さて、ここまでHDMIとDisplayPortの違いを見てきましたが、結局どちらを選べば良いのでしょうか?これは、あなたの主な用途によって変わってきます。

PCゲーマー クリエイター で、最高の画質と滑らかさを求めるなら、DisplayPortがおすすめです。特に、高リフレッシュレートのモニターを使用する場合、DisplayPortの方がより高い性能を引き出せる可能性が高いです。

一般的なテレビやモニターへの接続 ゲーム機との接続 、あるいは 手軽さを重視する なら、HDMIで十分な場合が多いです。
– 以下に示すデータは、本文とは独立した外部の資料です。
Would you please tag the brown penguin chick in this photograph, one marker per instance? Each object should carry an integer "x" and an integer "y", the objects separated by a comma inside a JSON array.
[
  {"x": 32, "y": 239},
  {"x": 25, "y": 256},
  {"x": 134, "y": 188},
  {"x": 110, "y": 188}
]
多くの機器がHDMIに対応しており、汎用性が高いのが魅力です。

  • ゲーム(高リフレッシュレート重視) : DisplayPort
  • 動画編集・CG制作 : DisplayPort
  • テレビへの接続 : HDMI
  • ゲーム機(PS5, Xboxなど) : HDMI(最新機種はHDMI 2.1対応)
  • ノートPCと外部モニターの接続 : どちらでも可、PCとモニターの対応端子を確認

最終的には、お使いのPCやモニター、そして接続したい機器がどのような規格に対応しているかを確認することが、最適な選択をする上で最も重要です。

「HDMIとDisplayPortの違い」について、様々な角度から解説してきましたが、いかがでしたでしょうか?どちらの端子も一長一短があり、それぞれの得意分野があります。あなたの用途に合わせて、最適な方を選んで、より快適なデジタルライフを楽しんでくださいね!